2024-07-12 –, While Loop (4.2)
We present a new methodology implemented in the Julia package TurbulenceFlux.jl to compute high time resolution flux from flux tower measurements. Through wavelet analysis, it operates in the time-scale domain to identify times and scales at which turbulence is sufficiently developed to integrate a flux.
Flux estimation from eddy-covariance flux tower measurements faces the problem of integrating fluxes only in the case of fully developed turbulence and in non-stationary environments with advective components. The standard eddy-covariance method operates on fixed-length signals, requiring the knowledge of a maximum correlation time-length as well as post-processing steps assessing the suitability and quality of the data. One important disadvantage of these statistical tests is that they discard whole time intervals such as half an hour if they detect failure.

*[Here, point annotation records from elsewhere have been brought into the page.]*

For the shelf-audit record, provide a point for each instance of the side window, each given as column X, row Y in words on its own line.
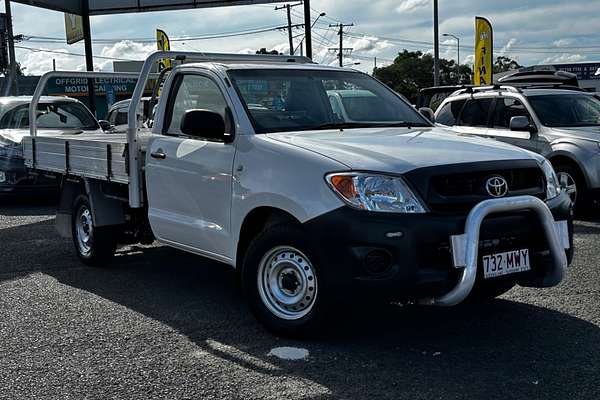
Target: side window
column 196, row 92
column 448, row 115
column 476, row 113
column 506, row 108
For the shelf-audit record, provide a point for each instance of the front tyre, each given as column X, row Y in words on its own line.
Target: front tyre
column 94, row 246
column 282, row 283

Time-scale (time-frequency) analyses have been used as an alternative to the standard time-analysis approach to estimate ecosystem fluxes. In particular, wavelet analysis, which is well adapted to the study of non-stationary and scale invariant processes such as turbulence, has been used in previous works. It presents the ability of separating the different components of the flux in time-scale space and as such could be an efficient alternative for flux estimation.

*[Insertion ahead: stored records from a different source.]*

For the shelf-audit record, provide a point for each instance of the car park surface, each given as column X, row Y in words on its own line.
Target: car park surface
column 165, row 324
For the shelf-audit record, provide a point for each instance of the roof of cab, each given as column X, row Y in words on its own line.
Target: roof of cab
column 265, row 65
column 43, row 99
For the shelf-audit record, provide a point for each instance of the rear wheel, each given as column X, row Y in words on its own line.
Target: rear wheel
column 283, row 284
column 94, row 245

In a new Julia package TurbulenceFlux.jl, we implement a general framework for analysing fluxes in time-scale space, and propose a new method for identifying and extracting turbulent transport. The Julia language and its package ecosystem made this implementation easy and natural. In particular, it allowed our code match the speed of the standard approach implemented in Fortran. It also helped us make our code differentiable, which hints to further investigations, such as the study of flux ecosystem response times, or sensitivity analysis against wavelet and averaging window parameters.